Stanisław Mikulski urodził się 1 maja 1929 roku. Miał niespełna 21 lat, gdy po raz pierwszy stanął przed kamerą, a 23 lata, kiedy zadebiutował na scenie. Nie lubił wracać pamięcią do młodości, rzadko opowiadał o sobie... Namówiony na spisanie wspomnień, zatytułował je przekornie "Niechętnie o sobie". Nade wszystko cenił sobie spokój.
Kariera Stanisława Mikulskiego, którego kolejne pokolenia kochają za role, jakie stworzył na małym i wielkim ekranie, to dowód na to, że można być niezwykle popularnym bez brylowania na bankietach, pozowania do zdjęć na tzw. ściankach, dostarczania prasie tematów do plotek. Stanisław Mikulski nie lubił blasku fleszy. Bardzo cierpiał, kiedy po sukcesie "Stawki..." rozpoznawali go na ulicy dosłownie wszyscy!
- Bywały takie momenty w moim życiu, że pragnąłem za wszelką cenę zapomnieć o Hansie Klossie.
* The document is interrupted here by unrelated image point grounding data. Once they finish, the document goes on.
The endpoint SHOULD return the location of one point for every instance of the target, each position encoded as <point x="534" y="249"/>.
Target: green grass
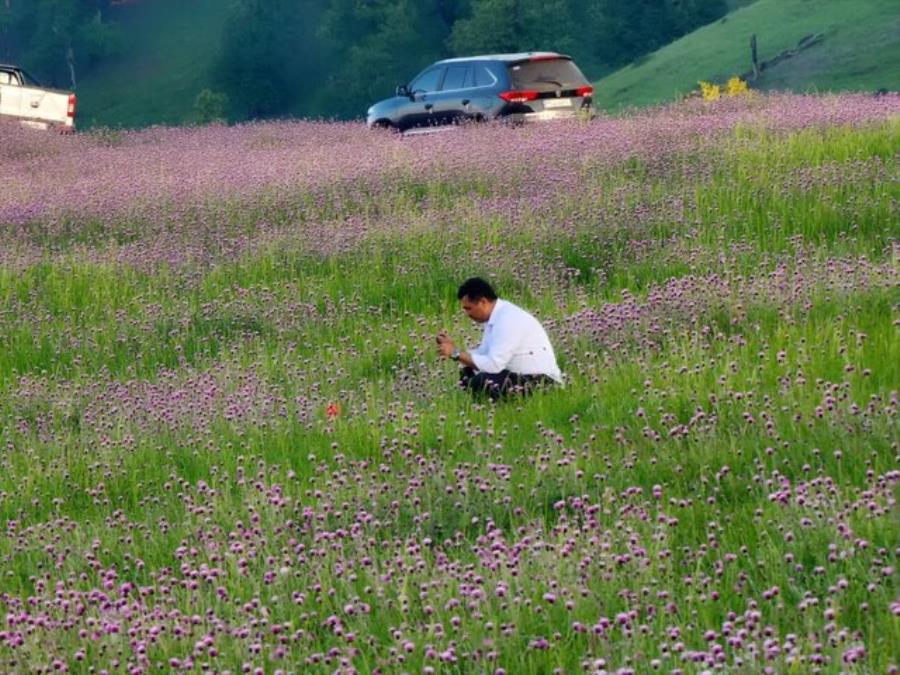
<point x="860" y="52"/>
<point x="131" y="499"/>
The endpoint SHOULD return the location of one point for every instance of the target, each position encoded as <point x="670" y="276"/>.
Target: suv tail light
<point x="518" y="96"/>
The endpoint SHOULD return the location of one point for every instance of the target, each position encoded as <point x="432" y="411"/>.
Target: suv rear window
<point x="546" y="74"/>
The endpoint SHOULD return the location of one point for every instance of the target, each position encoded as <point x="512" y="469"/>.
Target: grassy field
<point x="228" y="445"/>
<point x="860" y="52"/>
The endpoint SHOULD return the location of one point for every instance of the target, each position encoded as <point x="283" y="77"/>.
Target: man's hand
<point x="445" y="344"/>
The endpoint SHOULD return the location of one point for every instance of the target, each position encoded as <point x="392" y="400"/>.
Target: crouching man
<point x="515" y="355"/>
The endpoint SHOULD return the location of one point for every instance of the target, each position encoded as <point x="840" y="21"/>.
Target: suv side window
<point x="483" y="76"/>
<point x="455" y="78"/>
<point x="428" y="81"/>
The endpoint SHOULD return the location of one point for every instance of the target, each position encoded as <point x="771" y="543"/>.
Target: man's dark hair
<point x="475" y="289"/>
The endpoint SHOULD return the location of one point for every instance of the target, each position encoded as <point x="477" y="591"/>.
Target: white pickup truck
<point x="22" y="98"/>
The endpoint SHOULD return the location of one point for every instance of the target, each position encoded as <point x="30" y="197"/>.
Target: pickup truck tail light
<point x="518" y="96"/>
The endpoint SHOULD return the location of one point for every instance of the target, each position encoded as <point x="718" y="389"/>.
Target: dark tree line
<point x="333" y="57"/>
<point x="57" y="39"/>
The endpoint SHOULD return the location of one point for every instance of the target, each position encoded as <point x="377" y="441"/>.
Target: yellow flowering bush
<point x="711" y="92"/>
<point x="736" y="87"/>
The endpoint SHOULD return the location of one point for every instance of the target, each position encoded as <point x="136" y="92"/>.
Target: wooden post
<point x="754" y="57"/>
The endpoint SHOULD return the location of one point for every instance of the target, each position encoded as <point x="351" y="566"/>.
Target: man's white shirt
<point x="515" y="341"/>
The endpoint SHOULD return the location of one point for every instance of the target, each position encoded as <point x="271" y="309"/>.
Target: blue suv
<point x="521" y="87"/>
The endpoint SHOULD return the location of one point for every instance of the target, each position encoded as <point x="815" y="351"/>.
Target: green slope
<point x="860" y="50"/>
<point x="171" y="45"/>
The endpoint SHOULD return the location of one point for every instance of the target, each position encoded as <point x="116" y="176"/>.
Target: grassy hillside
<point x="860" y="51"/>
<point x="172" y="44"/>
<point x="227" y="443"/>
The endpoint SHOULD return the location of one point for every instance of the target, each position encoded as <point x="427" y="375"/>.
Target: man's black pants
<point x="500" y="385"/>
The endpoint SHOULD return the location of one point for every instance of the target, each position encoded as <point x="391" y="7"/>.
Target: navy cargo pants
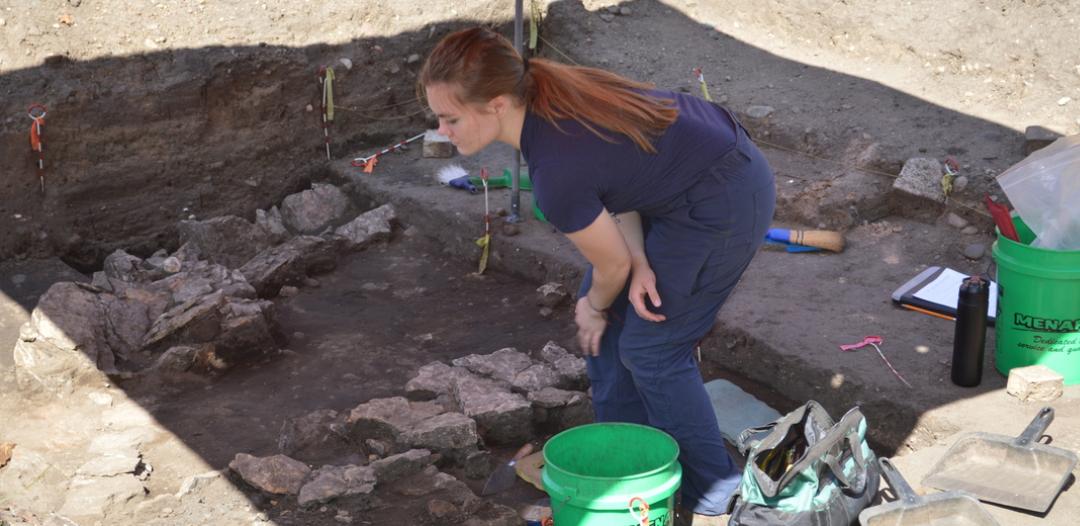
<point x="698" y="244"/>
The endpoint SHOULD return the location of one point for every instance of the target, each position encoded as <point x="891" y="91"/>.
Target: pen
<point x="925" y="311"/>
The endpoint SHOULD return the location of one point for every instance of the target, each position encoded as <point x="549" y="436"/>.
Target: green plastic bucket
<point x="593" y="473"/>
<point x="1039" y="296"/>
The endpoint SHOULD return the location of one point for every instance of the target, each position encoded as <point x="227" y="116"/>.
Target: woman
<point x="663" y="193"/>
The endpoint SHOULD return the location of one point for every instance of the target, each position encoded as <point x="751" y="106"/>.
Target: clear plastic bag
<point x="1044" y="189"/>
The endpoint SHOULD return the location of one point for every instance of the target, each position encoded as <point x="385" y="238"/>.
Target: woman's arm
<point x="643" y="283"/>
<point x="604" y="246"/>
<point x="630" y="225"/>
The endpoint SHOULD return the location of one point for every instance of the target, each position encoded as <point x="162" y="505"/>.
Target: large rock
<point x="229" y="240"/>
<point x="448" y="432"/>
<point x="272" y="225"/>
<point x="77" y="331"/>
<point x="202" y="278"/>
<point x="408" y="425"/>
<point x="918" y="190"/>
<point x="433" y="380"/>
<point x="570" y="368"/>
<point x="194" y="321"/>
<point x="502" y="365"/>
<point x="511" y="367"/>
<point x="318" y="434"/>
<point x="288" y="264"/>
<point x="555" y="409"/>
<point x="278" y="474"/>
<point x="368" y="227"/>
<point x="333" y="482"/>
<point x="502" y="417"/>
<point x="125" y="267"/>
<point x="312" y="211"/>
<point x="395" y="467"/>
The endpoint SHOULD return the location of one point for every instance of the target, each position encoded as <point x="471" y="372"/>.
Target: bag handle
<point x="846" y="430"/>
<point x="748" y="439"/>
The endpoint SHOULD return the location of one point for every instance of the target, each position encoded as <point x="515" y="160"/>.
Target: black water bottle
<point x="970" y="337"/>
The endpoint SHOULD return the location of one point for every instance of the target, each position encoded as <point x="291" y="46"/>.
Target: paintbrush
<point x="503" y="476"/>
<point x="456" y="176"/>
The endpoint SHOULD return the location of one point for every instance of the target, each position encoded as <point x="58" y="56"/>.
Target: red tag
<point x="867" y="340"/>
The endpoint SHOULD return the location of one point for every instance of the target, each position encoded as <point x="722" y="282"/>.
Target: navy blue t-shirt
<point x="576" y="174"/>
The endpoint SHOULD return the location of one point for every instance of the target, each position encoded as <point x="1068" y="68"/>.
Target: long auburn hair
<point x="485" y="65"/>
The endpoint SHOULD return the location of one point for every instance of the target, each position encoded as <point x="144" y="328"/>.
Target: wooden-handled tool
<point x="821" y="239"/>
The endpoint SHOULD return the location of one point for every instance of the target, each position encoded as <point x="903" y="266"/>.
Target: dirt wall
<point x="140" y="134"/>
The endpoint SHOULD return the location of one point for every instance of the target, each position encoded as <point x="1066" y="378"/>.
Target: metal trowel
<point x="503" y="476"/>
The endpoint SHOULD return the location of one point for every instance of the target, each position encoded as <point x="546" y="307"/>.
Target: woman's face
<point x="469" y="125"/>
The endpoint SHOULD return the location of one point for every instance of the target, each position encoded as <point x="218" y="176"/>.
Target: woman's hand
<point x="643" y="286"/>
<point x="591" y="325"/>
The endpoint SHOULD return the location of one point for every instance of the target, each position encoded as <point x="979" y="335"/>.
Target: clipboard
<point x="935" y="292"/>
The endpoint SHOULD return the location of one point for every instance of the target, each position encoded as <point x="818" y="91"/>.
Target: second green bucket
<point x="598" y="474"/>
<point x="1039" y="319"/>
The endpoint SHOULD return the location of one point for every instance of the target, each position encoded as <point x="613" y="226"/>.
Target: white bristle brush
<point x="450" y="172"/>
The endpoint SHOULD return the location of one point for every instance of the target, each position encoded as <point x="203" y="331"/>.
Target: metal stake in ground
<point x="326" y="82"/>
<point x="37" y="113"/>
<point x="701" y="80"/>
<point x="874" y="340"/>
<point x="485" y="241"/>
<point x="368" y="162"/>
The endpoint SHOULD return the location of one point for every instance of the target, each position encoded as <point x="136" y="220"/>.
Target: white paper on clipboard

Kończyło się jednak tym, czym zawsze kończy się walka z wiatrakami - świat mi na to nie pozwalał. Nawet w dalekiej Mongolii byłem rozpoznawany na ulicy, a co dopiero podczas spacerów po Warszawie - napisał w swej autobiografii.
Od zgiełku miasta uciekał zawsze na Mazury, gdzie wybudował dom, który nazywał swoją oazą szczęścia i leniuchowania. Majsterkował, łowił ryby, gotował.
Za swoje role dostał m.in. Krzyż Oficerski Orderu Odrodzenia Polski, Nagrodę Ministra Kultury i Sztuki I stopnia, kilka "Srebrnych Masek" i "Złotych Masek", a nawet Order "Przyjaźni Narodów" przyznany przez Prezydium Rady Najwyższej ZSRR. Nagrody i wyróżnienia nie były jednak dla niego najważniejsze.
- Sympatia widzów jest nagrodą, jakiej nie zastąpią żadne ordery i statuetki - mówił.
W dniu pogrzebu Stanisława Mikulskiego Sejm Rzeczpospolitej Polskiej uczcił jego pamięć minutą ciszy.